These advances not only confirmed Campylobacter as a major enteric pathogen but also laid the groundwork for the transition, during the 1980s, toward charcoal-based and fully blood-free media. Although blood-based media (Figure 1) were initially successful, they presented inherent limitations, including variability associated with animal-derived components and difficulties in colony visualization. These challenges ultimately drove the development of charcoal-based and completely blood-free formulations, marking the next major phase in the evolution of Campylobacter culture methods.
4.4. Charcoal-Based and Non-Blood Media (1983–1990)
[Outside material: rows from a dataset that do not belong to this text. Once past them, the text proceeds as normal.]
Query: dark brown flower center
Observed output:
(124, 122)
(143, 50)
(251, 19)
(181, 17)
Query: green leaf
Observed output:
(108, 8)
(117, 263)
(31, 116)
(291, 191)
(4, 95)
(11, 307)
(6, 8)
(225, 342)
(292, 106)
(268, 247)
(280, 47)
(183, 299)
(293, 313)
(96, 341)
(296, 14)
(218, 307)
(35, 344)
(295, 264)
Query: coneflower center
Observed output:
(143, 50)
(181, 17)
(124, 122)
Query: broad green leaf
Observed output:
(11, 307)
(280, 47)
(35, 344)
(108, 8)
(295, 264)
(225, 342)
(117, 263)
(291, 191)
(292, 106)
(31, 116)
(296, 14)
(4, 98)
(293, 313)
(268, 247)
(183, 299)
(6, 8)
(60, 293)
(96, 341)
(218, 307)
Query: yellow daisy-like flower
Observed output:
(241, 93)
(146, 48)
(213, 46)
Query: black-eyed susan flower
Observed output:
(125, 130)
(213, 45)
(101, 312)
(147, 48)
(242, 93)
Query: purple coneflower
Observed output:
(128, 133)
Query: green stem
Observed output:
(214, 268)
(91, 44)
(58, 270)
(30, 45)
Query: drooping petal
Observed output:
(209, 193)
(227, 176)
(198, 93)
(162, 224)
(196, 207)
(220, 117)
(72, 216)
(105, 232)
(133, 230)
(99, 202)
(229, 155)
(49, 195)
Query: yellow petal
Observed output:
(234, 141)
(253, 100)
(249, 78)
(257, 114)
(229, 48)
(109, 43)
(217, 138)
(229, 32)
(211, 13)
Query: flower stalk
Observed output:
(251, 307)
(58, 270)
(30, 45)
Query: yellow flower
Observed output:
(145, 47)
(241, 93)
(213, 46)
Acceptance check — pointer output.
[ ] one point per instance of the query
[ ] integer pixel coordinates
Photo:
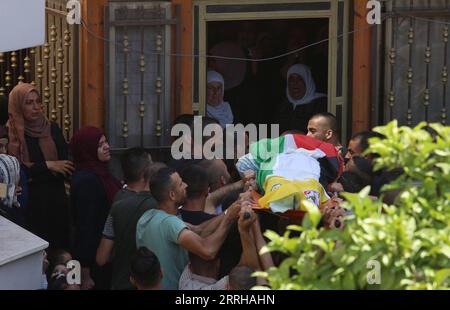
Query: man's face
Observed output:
(3, 145)
(317, 128)
(178, 192)
(354, 149)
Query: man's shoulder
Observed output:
(126, 199)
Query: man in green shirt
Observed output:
(119, 235)
(162, 232)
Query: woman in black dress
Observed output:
(42, 151)
(92, 193)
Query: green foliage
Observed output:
(410, 240)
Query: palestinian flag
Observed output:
(294, 157)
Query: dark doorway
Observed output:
(255, 90)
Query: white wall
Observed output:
(22, 24)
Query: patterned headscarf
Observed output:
(310, 93)
(84, 146)
(9, 177)
(19, 127)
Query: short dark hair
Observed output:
(364, 137)
(240, 278)
(331, 119)
(196, 179)
(145, 268)
(135, 164)
(155, 167)
(161, 183)
(55, 257)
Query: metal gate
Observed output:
(138, 84)
(52, 68)
(417, 57)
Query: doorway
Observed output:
(267, 26)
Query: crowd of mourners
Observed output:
(184, 224)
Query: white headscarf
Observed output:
(310, 93)
(221, 112)
(9, 176)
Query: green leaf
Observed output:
(442, 275)
(312, 216)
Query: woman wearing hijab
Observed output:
(92, 193)
(9, 183)
(302, 100)
(40, 147)
(216, 107)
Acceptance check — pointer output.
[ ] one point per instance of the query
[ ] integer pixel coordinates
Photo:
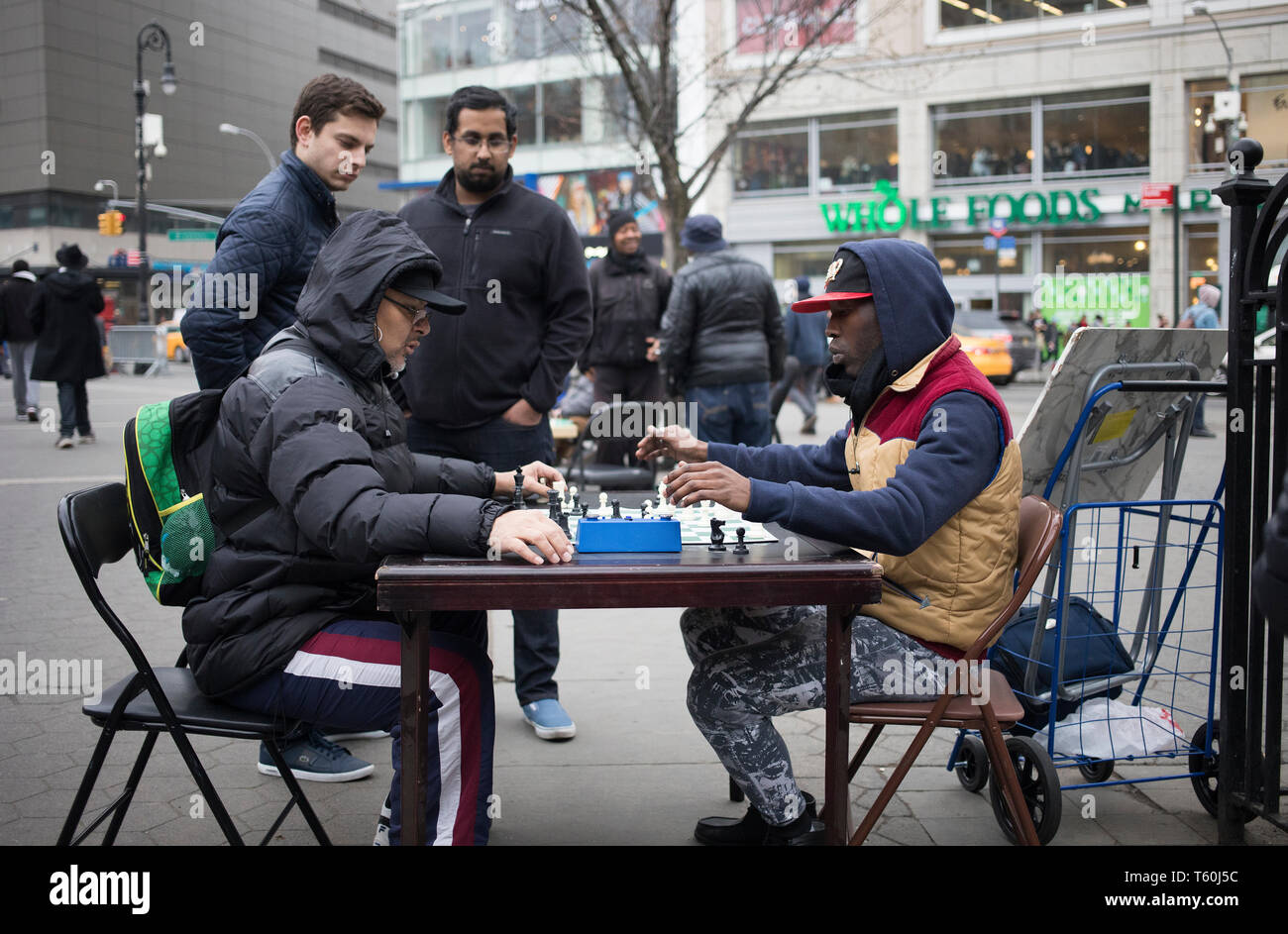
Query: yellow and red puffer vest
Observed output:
(965, 569)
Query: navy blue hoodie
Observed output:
(807, 488)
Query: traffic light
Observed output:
(111, 223)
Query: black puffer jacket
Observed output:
(627, 305)
(721, 325)
(313, 431)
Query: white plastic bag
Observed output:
(1107, 729)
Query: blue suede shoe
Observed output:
(549, 719)
(316, 759)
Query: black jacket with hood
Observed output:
(312, 431)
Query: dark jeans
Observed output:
(73, 402)
(505, 447)
(735, 414)
(629, 384)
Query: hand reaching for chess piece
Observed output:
(690, 483)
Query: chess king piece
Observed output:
(716, 536)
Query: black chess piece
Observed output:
(716, 536)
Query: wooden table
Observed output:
(791, 571)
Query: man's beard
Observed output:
(481, 183)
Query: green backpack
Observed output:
(167, 449)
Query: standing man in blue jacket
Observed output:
(263, 257)
(483, 388)
(273, 235)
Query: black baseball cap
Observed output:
(420, 283)
(846, 278)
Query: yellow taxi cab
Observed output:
(991, 357)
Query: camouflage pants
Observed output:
(756, 663)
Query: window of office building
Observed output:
(969, 257)
(957, 13)
(1262, 105)
(1117, 252)
(983, 140)
(561, 110)
(1096, 132)
(772, 157)
(772, 26)
(855, 151)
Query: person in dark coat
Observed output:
(806, 342)
(627, 295)
(69, 351)
(722, 338)
(287, 622)
(16, 333)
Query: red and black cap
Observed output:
(846, 278)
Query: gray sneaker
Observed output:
(316, 759)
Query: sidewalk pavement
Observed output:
(638, 772)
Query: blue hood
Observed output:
(914, 311)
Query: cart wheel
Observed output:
(1096, 772)
(1039, 783)
(971, 764)
(1205, 782)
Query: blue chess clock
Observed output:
(651, 534)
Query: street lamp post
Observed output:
(241, 131)
(153, 38)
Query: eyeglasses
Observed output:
(417, 315)
(475, 141)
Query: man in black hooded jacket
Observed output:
(287, 621)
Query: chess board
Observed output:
(696, 527)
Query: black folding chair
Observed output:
(605, 420)
(95, 526)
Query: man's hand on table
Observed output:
(516, 530)
(532, 475)
(673, 441)
(690, 483)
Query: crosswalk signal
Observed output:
(111, 223)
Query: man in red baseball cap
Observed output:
(926, 476)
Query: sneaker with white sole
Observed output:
(549, 719)
(314, 759)
(386, 814)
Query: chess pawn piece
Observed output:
(716, 536)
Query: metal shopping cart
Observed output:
(1115, 658)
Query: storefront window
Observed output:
(1203, 261)
(562, 112)
(772, 157)
(857, 151)
(969, 257)
(957, 13)
(1098, 132)
(1263, 101)
(982, 141)
(1120, 252)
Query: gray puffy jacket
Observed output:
(312, 432)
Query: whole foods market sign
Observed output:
(884, 211)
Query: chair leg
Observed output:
(896, 779)
(205, 787)
(132, 783)
(86, 786)
(1003, 767)
(292, 784)
(735, 791)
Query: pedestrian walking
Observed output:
(722, 339)
(68, 350)
(20, 338)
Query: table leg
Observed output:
(836, 780)
(415, 722)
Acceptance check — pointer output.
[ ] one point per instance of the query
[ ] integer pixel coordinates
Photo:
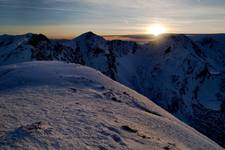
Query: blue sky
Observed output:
(67, 18)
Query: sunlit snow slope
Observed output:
(54, 105)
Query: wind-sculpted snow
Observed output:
(183, 74)
(55, 105)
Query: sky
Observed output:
(69, 18)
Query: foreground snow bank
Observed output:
(54, 105)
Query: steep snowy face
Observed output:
(214, 48)
(93, 50)
(175, 73)
(182, 74)
(55, 105)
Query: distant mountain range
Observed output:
(184, 74)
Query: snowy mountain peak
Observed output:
(55, 105)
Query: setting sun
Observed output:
(156, 29)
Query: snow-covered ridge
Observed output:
(183, 74)
(55, 105)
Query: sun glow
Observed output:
(156, 29)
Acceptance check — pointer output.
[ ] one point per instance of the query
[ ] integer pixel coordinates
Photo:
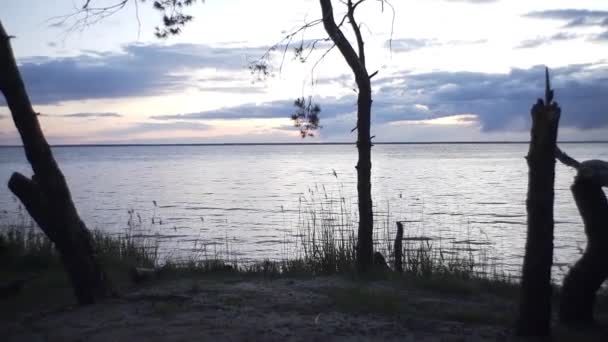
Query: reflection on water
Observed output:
(251, 197)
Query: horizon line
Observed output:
(313, 143)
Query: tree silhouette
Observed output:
(535, 302)
(355, 59)
(89, 13)
(306, 116)
(46, 195)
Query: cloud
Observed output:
(502, 101)
(573, 17)
(491, 101)
(474, 1)
(88, 115)
(269, 110)
(410, 44)
(138, 70)
(413, 44)
(153, 127)
(536, 42)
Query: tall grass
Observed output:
(325, 243)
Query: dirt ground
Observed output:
(258, 309)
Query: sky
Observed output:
(448, 70)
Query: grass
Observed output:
(325, 245)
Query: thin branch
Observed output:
(356, 29)
(566, 159)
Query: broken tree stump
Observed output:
(535, 299)
(587, 275)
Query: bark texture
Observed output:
(585, 278)
(535, 301)
(398, 248)
(46, 195)
(356, 61)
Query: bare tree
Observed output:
(535, 302)
(46, 195)
(356, 61)
(89, 13)
(354, 55)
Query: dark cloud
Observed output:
(500, 102)
(503, 101)
(139, 70)
(573, 17)
(603, 37)
(269, 110)
(88, 115)
(536, 42)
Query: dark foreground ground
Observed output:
(242, 308)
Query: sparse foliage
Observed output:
(91, 12)
(306, 116)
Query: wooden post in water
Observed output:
(398, 248)
(535, 301)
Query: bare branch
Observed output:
(356, 29)
(566, 159)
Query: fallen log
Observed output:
(46, 195)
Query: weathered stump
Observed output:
(535, 301)
(587, 275)
(398, 248)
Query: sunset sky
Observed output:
(454, 70)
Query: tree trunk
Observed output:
(46, 196)
(535, 302)
(587, 275)
(365, 245)
(398, 248)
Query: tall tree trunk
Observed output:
(585, 278)
(365, 245)
(46, 196)
(535, 302)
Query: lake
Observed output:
(251, 201)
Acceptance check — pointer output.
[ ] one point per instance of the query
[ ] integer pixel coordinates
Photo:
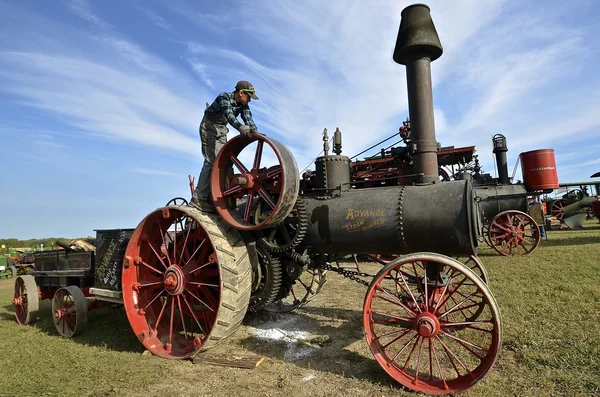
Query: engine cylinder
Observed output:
(333, 172)
(395, 220)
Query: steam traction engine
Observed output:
(432, 323)
(507, 219)
(189, 277)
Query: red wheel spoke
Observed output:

The period between 1983 and 1990 marked a decisive turning point in the development of growth media for Campylobacter spp., characterized by the gradual replacement of blood with activated charcoal and reducing agents (Table 3). This shift aimed to eliminate biological variability, improve colony visibility, and reduce costs associated with animal-derived ingredients. Activated charcoal functions as a non-specific adsorbent of toxic metabolites, peroxides, and fatty acids. Bolton et al. (1983) demonstrated this effect by systematically comparing basal media with and without charcoal, showing that charcoal-containing formulations enhanced aerotolerance and supported Campylobacter growth under otherwise inhibitory oxygen conditions, indicating removal of oxygen-derived toxic compounds from the medium, thereby reducing oxidative stress and creating a protective microenvironment for oxygen-sensitive Campylobacter cells [56].
The first significant advancement came from Bolton et al. (1983) [56], who introduced a blood-free medium supplemented with bacteriological charcoal, ferrous sulfate, and sodium pyruvate, creating a reductive environment that protected oxygen-sensitive organisms. A year later, Bolton et al. (1984) [43] refined the formulation to produce the selective medium Charcoal Cefoperazone Deoxycholate Agar (CCDA) (Table 3), which effectively inhibits competing flora while promoting the growth of C. jejuni and C. coli.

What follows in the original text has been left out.